For the majority of people who take Tamiflu, the worst side effects you'll see are nausea, vomiting or maybe an upset stomach. But for Kenyon, it was much worse.
"It started about the day after he took his first dose," Jacobson said.
Kenyon went to the nurse's office at school several times that day.
"He thought that his food was poisoned, he had poison in his mouth, he wouldn't eat because he thought there were worms in his food," Jacobson said.
Abnormal behavior, hallucinations — not like Kenyon at all.
"It was very, very strange, and we knew something was up," his mom said.
This behavior continued for a couple of days, until finally, after seeking medical help, doctors advised to stop Tamiflu.

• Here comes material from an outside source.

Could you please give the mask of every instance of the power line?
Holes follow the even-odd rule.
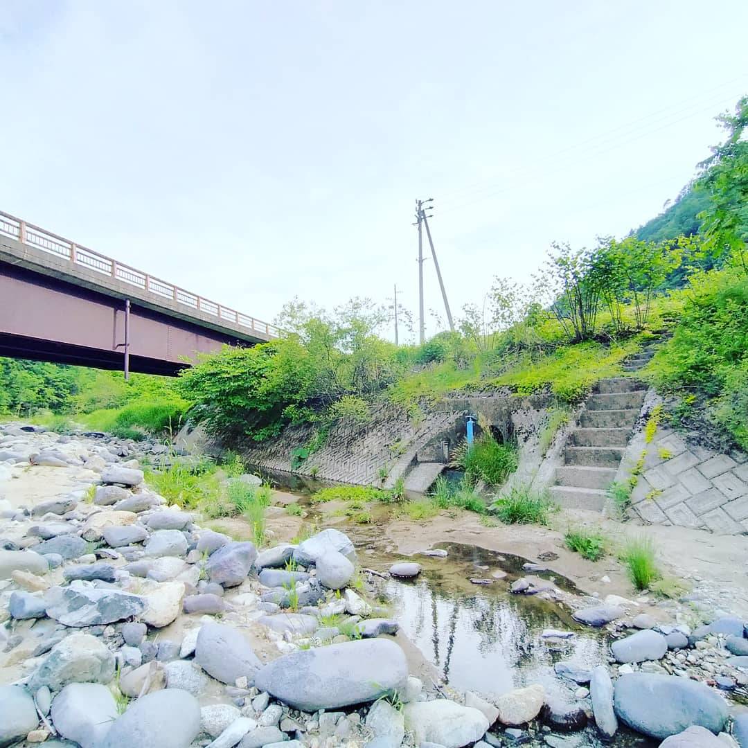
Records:
[[[714,88],[708,89],[708,91],[706,91],[705,93],[707,93],[707,94],[712,94],[712,93],[714,93],[714,92],[715,92],[715,91],[718,91],[718,90],[720,90],[721,88],[724,88],[726,86],[732,85],[733,83],[735,83],[735,82],[736,82],[738,81],[743,81],[743,80],[745,80],[745,76],[738,76],[738,78],[732,79],[730,81],[724,82],[722,84],[720,84],[719,86],[716,86]],[[702,94],[704,92],[702,92]],[[705,104],[708,104],[708,106],[711,108],[712,106],[717,106],[717,105],[718,105],[720,104],[722,104],[722,103],[728,103],[728,102],[732,102],[733,100],[734,100],[734,97],[732,97],[732,96],[730,96],[729,99],[726,99],[724,98],[723,94],[720,94],[720,96],[718,98],[717,98],[717,99],[715,99],[715,97],[714,97],[714,96],[711,96],[711,97],[708,97],[708,99],[705,99],[702,95],[699,95],[699,96],[689,97],[689,98],[685,99],[681,99],[680,102],[675,102],[675,103],[674,103],[672,105],[669,105],[667,107],[664,107],[662,109],[658,109],[658,110],[656,110],[656,111],[654,111],[653,112],[650,112],[649,114],[647,114],[647,115],[646,115],[644,117],[639,117],[637,120],[631,120],[630,122],[625,123],[624,124],[622,124],[622,125],[619,125],[617,127],[614,127],[614,128],[613,128],[610,130],[607,130],[607,131],[605,131],[604,132],[599,133],[597,135],[594,135],[592,138],[586,138],[586,140],[581,141],[580,141],[578,143],[575,143],[575,144],[574,144],[572,145],[570,145],[570,146],[568,146],[568,147],[567,147],[565,148],[563,148],[563,149],[562,149],[560,150],[556,151],[554,153],[552,153],[551,155],[552,157],[554,157],[554,156],[557,156],[564,155],[565,153],[570,153],[571,151],[576,150],[580,149],[580,148],[583,148],[583,147],[585,147],[586,146],[589,146],[589,145],[591,145],[591,144],[593,145],[594,147],[597,147],[598,145],[603,144],[603,143],[595,143],[595,141],[601,140],[601,141],[603,141],[604,142],[604,141],[606,141],[607,140],[608,140],[610,138],[610,135],[614,135],[616,132],[619,132],[622,130],[624,130],[624,131],[631,130],[632,126],[637,125],[639,123],[645,122],[646,120],[649,120],[649,119],[651,119],[653,117],[657,117],[657,115],[660,114],[662,113],[666,113],[666,114],[665,114],[664,117],[660,117],[657,120],[655,120],[654,122],[653,122],[653,123],[649,123],[647,125],[645,125],[643,126],[645,126],[645,127],[649,126],[651,124],[654,124],[654,123],[657,123],[657,122],[663,121],[663,120],[666,120],[669,117],[672,117],[674,115],[677,115],[677,114],[681,114],[681,113],[683,113],[684,111],[687,111],[693,108],[694,106],[699,106],[699,107],[702,107],[702,108]],[[684,108],[682,105],[685,102],[689,102],[689,101],[693,101],[693,102],[688,104],[687,106],[685,106]],[[675,108],[675,111],[669,111],[669,110],[673,109],[673,108]],[[700,114],[702,111],[703,111],[703,109],[699,109],[695,114]],[[682,121],[682,120],[678,120],[676,121]],[[641,129],[641,126],[640,126],[640,127],[634,127],[633,129],[634,129],[634,130],[640,129]],[[615,138],[615,140],[617,141],[617,139],[618,138],[616,137],[616,138]],[[457,190],[454,190],[454,191],[453,191],[451,192],[447,191],[446,193],[446,200],[447,200],[447,203],[449,203],[450,200],[456,199],[458,197],[460,200],[462,200],[462,199],[463,199],[463,197],[468,197],[468,195],[472,194],[473,193],[481,192],[481,191],[484,191],[485,190],[487,190],[487,189],[491,189],[493,186],[495,186],[495,183],[486,183],[485,182],[475,183],[473,185],[466,186],[464,188],[459,188],[459,189],[457,189]],[[443,202],[444,202],[444,200],[443,200]]]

"I didn't know hallucinations and being paranoid were so extreme like this. It was absolutely horrible. To see your child go through something like this, it's heartbreaking," Jacobson said.
Pharmacist Brian McCullough told 10News Tamiflu can relieve symptoms quickly and prevent transmission of the flu for most people. There are some rare cases where people experience psychiatric symptoms.
"There have been rare reports of hallucinations and psychiatric symptoms in children," he said. "Parents are very concerned about this, but in general they are very rare."
After stopping Tamiflu, Kenyon is again running around with Hunter, and his mom has a message for other parents.
"I'm not saying don't take Tamiflu, I'm just saying be careful and know what to look for in your child," Jacobson said.
Please talk to your pediatrician if you have any questions and concerns.